Sampel terbagi atas 35 penderita DBD-TR dan 35 penderita DBD-R.
Metode pengumpulan data
Semua penderita yang memenuhi kriteria dicatat nama, umur, jenis kelamin,
status gizi, tanda vital (suhu badan, nadi, tekanan darah, pernapasan) serta lama demam.
Selanjutnya menentukan derajat DBD dan dikelompokkan menjadi 2 kelompok yaitu
DBD-TR dan DBD-R kemudian dilakukan pengambilan sampel darah untuk pemeriksaan
kadar troponin T.
Penelitian ini dinyatakan memenuhi persyaratan etik untuk dilaksanakan oleh
Komisi Etik Penelitian Biomedis pada Manusia, Fakultas Kedokteran Universitas
Hasanuddin.
Analisis data
Data yang terkumpul diolah menggunakan SPSS 15. Untuk menilai hubungan
jenis kelamin dan status gizi terhadap kelompok diagnosis DBD (DBD-R dan DBD-TR)
digunakan uji X2 (Chi square), sedangkan untuk nilai rerata umur, lama demam, suhu
badan dan kadar troponin T terhadap kelompok diagnosis DBD (DBD-R dan DBD-TR)

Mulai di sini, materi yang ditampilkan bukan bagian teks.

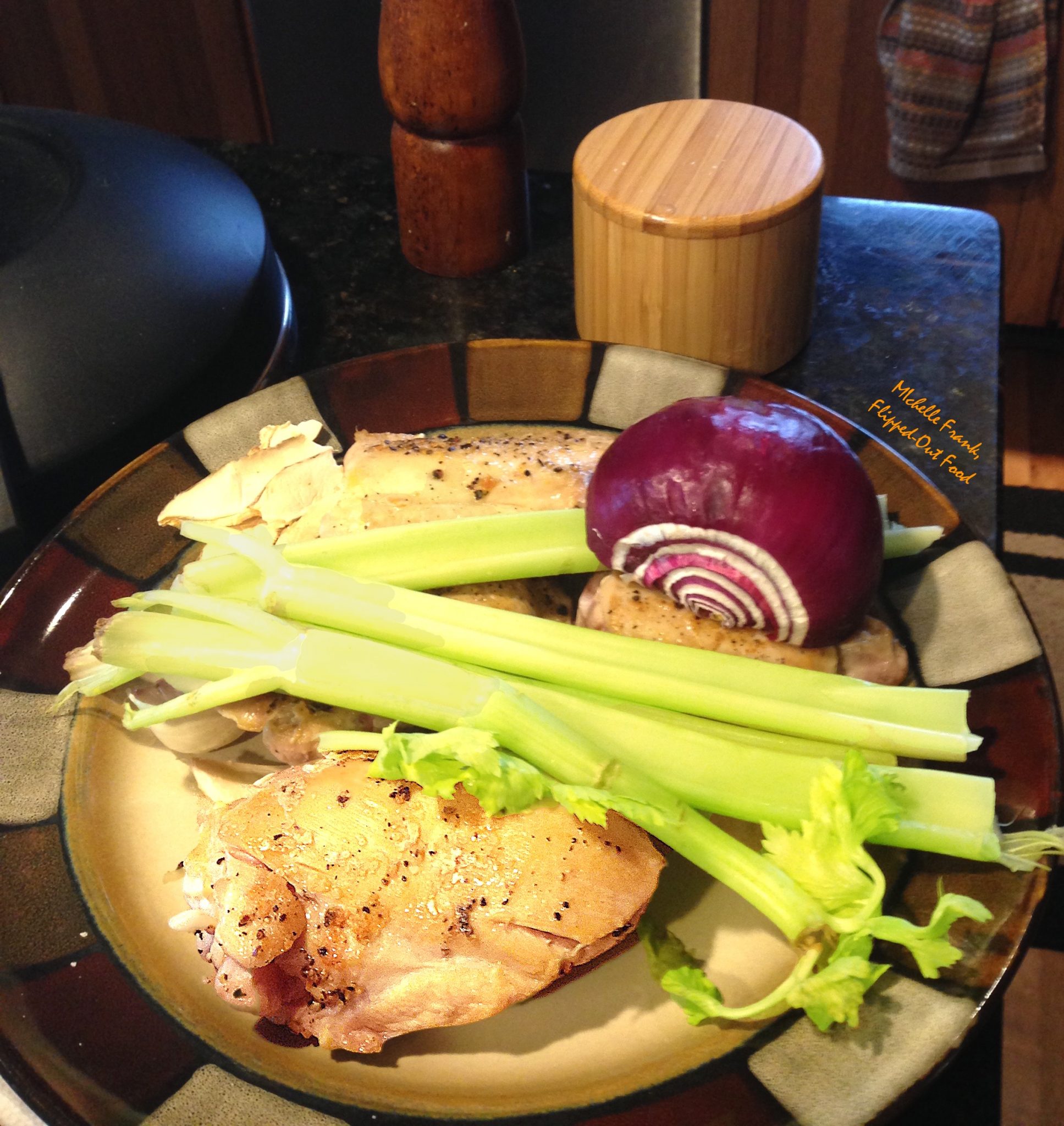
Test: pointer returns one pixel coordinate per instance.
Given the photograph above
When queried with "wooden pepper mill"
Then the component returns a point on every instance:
(453, 77)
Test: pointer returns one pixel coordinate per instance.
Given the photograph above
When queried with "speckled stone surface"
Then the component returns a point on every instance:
(907, 294)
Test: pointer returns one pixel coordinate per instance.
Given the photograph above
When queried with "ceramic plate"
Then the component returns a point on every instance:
(105, 1015)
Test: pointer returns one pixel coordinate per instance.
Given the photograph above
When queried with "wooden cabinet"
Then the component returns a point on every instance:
(184, 67)
(815, 61)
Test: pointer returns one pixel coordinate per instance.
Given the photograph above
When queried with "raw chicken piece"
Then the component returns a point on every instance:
(616, 605)
(393, 479)
(354, 910)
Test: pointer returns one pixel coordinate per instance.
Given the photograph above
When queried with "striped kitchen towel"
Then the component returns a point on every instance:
(966, 85)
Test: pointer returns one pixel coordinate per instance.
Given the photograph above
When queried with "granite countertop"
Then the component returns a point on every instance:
(907, 294)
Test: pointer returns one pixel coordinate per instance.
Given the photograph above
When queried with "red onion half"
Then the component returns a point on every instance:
(756, 514)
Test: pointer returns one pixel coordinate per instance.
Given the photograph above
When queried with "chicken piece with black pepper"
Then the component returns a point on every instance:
(354, 910)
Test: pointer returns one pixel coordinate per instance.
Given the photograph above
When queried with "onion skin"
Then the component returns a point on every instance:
(766, 484)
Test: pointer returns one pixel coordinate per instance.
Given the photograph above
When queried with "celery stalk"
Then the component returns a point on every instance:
(940, 709)
(419, 556)
(730, 733)
(899, 541)
(367, 676)
(940, 812)
(337, 601)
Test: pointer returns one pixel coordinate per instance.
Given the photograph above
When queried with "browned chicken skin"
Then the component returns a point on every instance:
(354, 910)
(614, 605)
(407, 479)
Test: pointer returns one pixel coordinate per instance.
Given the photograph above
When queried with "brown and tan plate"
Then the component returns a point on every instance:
(104, 1013)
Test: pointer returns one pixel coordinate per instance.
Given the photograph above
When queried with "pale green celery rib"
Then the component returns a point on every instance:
(420, 556)
(899, 541)
(714, 729)
(942, 811)
(172, 645)
(239, 686)
(524, 728)
(935, 709)
(101, 681)
(266, 627)
(367, 676)
(336, 601)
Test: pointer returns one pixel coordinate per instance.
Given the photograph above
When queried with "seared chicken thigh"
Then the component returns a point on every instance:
(354, 910)
(406, 479)
(615, 605)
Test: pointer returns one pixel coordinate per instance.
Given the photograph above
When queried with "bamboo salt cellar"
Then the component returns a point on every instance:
(696, 227)
(453, 77)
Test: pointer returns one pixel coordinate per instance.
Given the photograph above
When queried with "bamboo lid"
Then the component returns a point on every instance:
(698, 169)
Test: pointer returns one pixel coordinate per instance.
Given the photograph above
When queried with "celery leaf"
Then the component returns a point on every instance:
(929, 945)
(499, 781)
(835, 993)
(826, 855)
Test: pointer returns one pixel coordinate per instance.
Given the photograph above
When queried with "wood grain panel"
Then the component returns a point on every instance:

digunakan uji Mann-Whitney. Tiga variabel yang bermakna yaitu suhu badan, lama
demam dan kadar troponin T terhadap kelompok diagnosis DBD dilanjutkan ke analisis
multivariat. Selanjutnya dibuat titik potong (cut off point) kadar troponin T sebagai titik
pemisah yang optimal antara DBD-R dan DBD-TR dan dihitung nilai p, odds ratio (OR),
sensitivitas, spesifisitas, nilai prediksi positif dan nilai prediksi negatifnya.
HASIL
Tabel 1 memperlihatkan karakteristik subyek penelitian. Total subyek penelitian
adalah 70 subyek yang terdiri dari 41(58,6%) subyek laki-laki dan 29 (41,4%) subyek
perempuan. Subyek yang mengalami renjatan sebanyak 20 subyek (28,6%) pada jenis
kelamin laki-laki dan 15 subyek (21,4%) pada perempuan. Berdasarkan status gizi, 3
(4,3%) mempunyai status gizi overweight, 31 (44,3%) mempunyai status gizi baik dan 36
(51,4%) mempunyai status gizi kurang. Subyek yang mengalami renjatan sebanyak 2
(2,9%) berstatus gizi overweight, 17 (24,3%) berstatus gizi baik dan 16 (22,9%) berstatus
gizi kurang. Nilai rentangan umur pada penelitian 1,08 – 14,16. Pada kelompok DBD-R
mempunyai rentangan 1,08 – 14,16, mean 7,01 , median 5,67 dan standar deviasi 3,96.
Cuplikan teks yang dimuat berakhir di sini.